While the original left ventricular assist devices (LVADs) were unreliable and only extended life a few years, the current devices offer excellent short-term and medium-term outcomes. While the risk of complications is substantially reduced with contemporary LVADs, many patients will still experience issues with bleeding and clotting (ie, hemocompatibility-related adverse events [HRAE]).
The standard thromboprophylatic regimen for durable LVADs is the combination of aspirin and warfarin. This regimen was chosen arbitrarily by the initial designers of LVAD technology, and it was never tested in a randomized fashion. In this week’s issue of Talking Therapeutics, we evaluate the first trial to do so.
Talking Point: Aspirin is Not Needed
The ARIES-HM3 trial randomized more than 600 patients to aspirin (100 mg/d) vs placebo with vitamin-K antagonist therapy across 51 centers in 9 countries. The composite primary end point, assessed for noninferiority (−10% margin) of placebo, was survival free of a major nonsurgical (>14 days after implant) hemocompatibility-related adverse events (including stroke, pump thrombosis, major bleeding, or arterial peripheral thromboembolism) at 12 months.
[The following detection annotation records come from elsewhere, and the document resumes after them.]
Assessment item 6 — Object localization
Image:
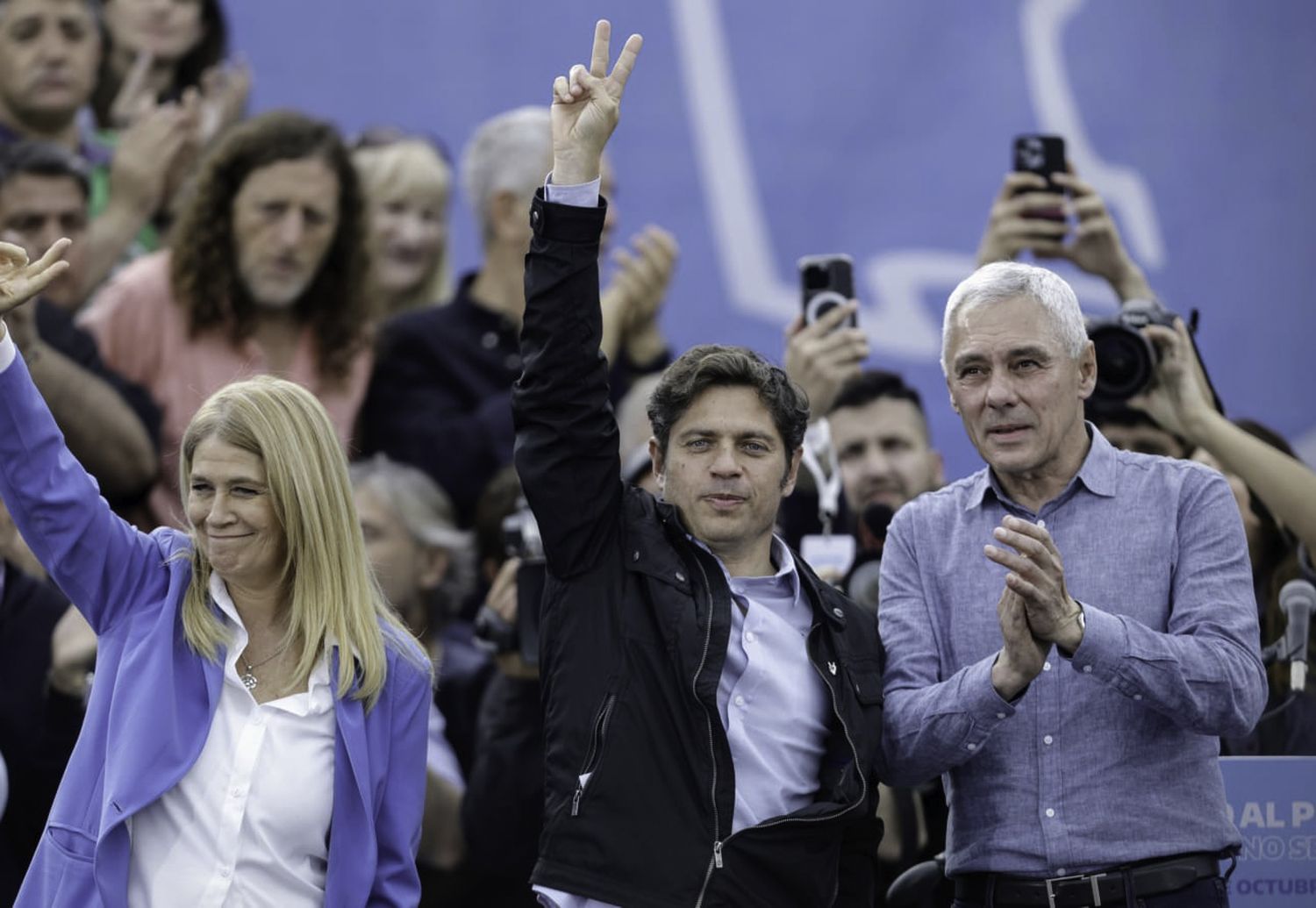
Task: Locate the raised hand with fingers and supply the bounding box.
[0,240,73,318]
[983,516,1084,653]
[550,18,644,186]
[978,171,1069,266]
[1039,165,1153,302]
[786,300,869,418]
More patients were alive and free of hemocompatibility events at 12 months in the placebo group (68%) vs those taking aspirin (74%). Aspirin avoidance was associated with reduced nonsurgical bleeding events (relative risk, 0.66 [95% confidence limit, 0.51-0.85]; P=.002) with no increase in stroke or other thromboembolic events. Multiple different subgroup analysis failed to identify a patient subtype who benefited from aspirin therapy.
Talking Point: The End of an Era
The inclusion of aspirin with a vitamin-K antagonist was completed empiric and was likely based on favorable data from mechanical prosthetic heart valves. The original LVADs operated using pulsatile flow, but once the technology evolved to continuous flow, the risk of mucosal hemorrhage drastically increased.
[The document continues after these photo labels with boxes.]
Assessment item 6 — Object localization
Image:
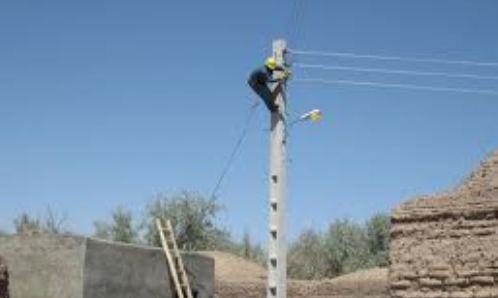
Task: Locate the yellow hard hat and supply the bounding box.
[265,57,277,70]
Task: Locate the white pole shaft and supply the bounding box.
[267,40,287,298]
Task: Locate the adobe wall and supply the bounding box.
[389,152,498,298]
[0,235,214,298]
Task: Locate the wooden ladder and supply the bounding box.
[156,218,193,298]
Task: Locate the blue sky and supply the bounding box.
[0,0,498,241]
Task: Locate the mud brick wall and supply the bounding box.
[389,152,498,298]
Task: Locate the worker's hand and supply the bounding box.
[284,68,292,80]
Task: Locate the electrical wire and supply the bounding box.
[294,78,498,96]
[293,63,498,80]
[210,101,260,199]
[289,49,498,67]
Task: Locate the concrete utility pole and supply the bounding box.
[267,40,287,298]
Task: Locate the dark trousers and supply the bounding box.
[249,81,280,113]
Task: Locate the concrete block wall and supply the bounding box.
[389,152,498,298]
[0,235,214,298]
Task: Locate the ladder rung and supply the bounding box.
[156,219,192,298]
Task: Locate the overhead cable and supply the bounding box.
[293,63,498,80]
[289,49,498,67]
[210,101,259,198]
[294,78,498,96]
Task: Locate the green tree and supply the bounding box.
[365,213,391,266]
[14,206,68,234]
[14,212,44,234]
[145,191,232,250]
[325,220,371,277]
[94,206,139,243]
[288,228,327,279]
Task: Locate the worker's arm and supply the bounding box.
[272,66,292,82]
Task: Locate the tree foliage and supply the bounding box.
[94,206,139,243]
[14,206,68,234]
[145,191,230,250]
[288,228,327,279]
[288,214,389,279]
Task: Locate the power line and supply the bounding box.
[294,78,498,95]
[290,50,498,67]
[293,63,498,80]
[210,102,259,198]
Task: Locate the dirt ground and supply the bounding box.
[201,252,388,298]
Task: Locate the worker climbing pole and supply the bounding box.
[248,40,291,298]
In order to mitigate this risk, clinicians start to omit aspirin from their thromboprophylactic regimens. After publication of several positive case series, the ARIES-HM3 trial was designed to rigorously test the hypothesis that aspirin could be safely dropped.
With these results now published, we can safely transition contemporary LVAD recipients to monotherapy with a vitamin-k antagonist.